Pharmacist to ECHR: Conscientious Obj
The ECLJ, with the help of Adeline le Gouvello de La Porte, esq. wrote and lodged the formal application of Bruno Pichon, pharmacist, at the European Court of Human Rights concerning the violation of his freedom of conscience. He had been condemned in 2016 for refusing to sell an IUD because of the contragestive effects of that product.
Mr Pichon was a pharmacist working near Bordeaux. On 23rd April 2015, a client came to his pharmacy and asked for the issuing of an IUD which had been prescribed to her 5 months earlier.
The employee who saw her explained that they did not have it in stock, and specified that the owner of the pharmacy had made the choice not to issue such products.
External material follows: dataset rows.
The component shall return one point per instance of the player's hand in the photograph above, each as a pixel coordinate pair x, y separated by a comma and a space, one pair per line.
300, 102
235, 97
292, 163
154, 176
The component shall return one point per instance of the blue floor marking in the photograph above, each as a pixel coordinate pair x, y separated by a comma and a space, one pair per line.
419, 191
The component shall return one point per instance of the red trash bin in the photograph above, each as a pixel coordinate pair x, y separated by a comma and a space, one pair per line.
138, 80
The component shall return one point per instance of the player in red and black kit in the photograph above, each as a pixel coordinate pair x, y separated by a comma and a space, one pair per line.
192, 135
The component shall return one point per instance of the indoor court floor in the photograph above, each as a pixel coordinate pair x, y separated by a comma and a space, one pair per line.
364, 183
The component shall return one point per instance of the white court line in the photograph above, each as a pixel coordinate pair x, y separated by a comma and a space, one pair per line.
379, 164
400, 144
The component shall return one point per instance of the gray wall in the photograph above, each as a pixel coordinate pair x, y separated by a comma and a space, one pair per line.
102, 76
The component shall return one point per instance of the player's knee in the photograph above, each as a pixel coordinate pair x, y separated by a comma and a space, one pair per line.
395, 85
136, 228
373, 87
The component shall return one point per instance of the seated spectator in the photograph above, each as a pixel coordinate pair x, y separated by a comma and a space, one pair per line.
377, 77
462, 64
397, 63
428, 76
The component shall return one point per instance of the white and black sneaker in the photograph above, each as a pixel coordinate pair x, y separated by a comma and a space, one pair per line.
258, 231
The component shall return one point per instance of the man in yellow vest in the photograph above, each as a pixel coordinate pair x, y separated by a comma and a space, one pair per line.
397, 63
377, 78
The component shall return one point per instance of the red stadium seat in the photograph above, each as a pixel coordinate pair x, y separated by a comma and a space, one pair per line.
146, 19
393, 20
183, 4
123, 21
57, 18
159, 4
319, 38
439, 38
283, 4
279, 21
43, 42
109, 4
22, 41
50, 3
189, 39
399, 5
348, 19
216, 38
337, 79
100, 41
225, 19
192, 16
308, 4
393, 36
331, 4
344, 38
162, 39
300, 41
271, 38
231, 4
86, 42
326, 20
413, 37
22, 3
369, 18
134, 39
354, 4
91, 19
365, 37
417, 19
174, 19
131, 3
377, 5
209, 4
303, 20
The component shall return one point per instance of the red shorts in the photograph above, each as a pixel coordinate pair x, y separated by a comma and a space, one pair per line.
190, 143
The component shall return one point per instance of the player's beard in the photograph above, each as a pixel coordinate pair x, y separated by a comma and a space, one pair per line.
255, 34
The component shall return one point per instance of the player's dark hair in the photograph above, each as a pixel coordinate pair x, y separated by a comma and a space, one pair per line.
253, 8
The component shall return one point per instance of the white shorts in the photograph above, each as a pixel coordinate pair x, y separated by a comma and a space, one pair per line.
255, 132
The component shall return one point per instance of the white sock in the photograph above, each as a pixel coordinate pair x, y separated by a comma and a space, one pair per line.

The client demanded explanations and Mr Pichon then explained to her the mode of operation of the IUDs and that, according to the information given by the labs, IUDs notably prevent the implantation of the human embryo. Taking place after the fertilisation, this device prevents the continuing of the pregnancy and therefore poses a problem of conscience to him as a pharmacist. He told her, respectfully, that she was of course free to choose and could get the IUD from the many nearby pharmacies.
Many studies have been published on the mode of action of the IUD and describe its effect not only contraceptive (it aims to prevent conception) but also contragestive (intervening if necessary after the conception, it prevents the implantation of the embryo in the uterus).
By mail received on April 27, 2015, the client referred this “incident” to the College of Pharmacists, considering that the pharmacist had no right to refuse to sell the IUD. By letter of 11 June 2015, the President of the Regional Council filed a complaint against Mr Bruno Pichon.
In a decision of 11 February 2016, the Regional Council of the College of Pharmacists of Aquitaine meeting in disciplinary Chamber pronounced against Mr. Pichon the sanction of the prohibition to practice pharmacy during a period of one week. Mr. Pichon made an appeal of this decision.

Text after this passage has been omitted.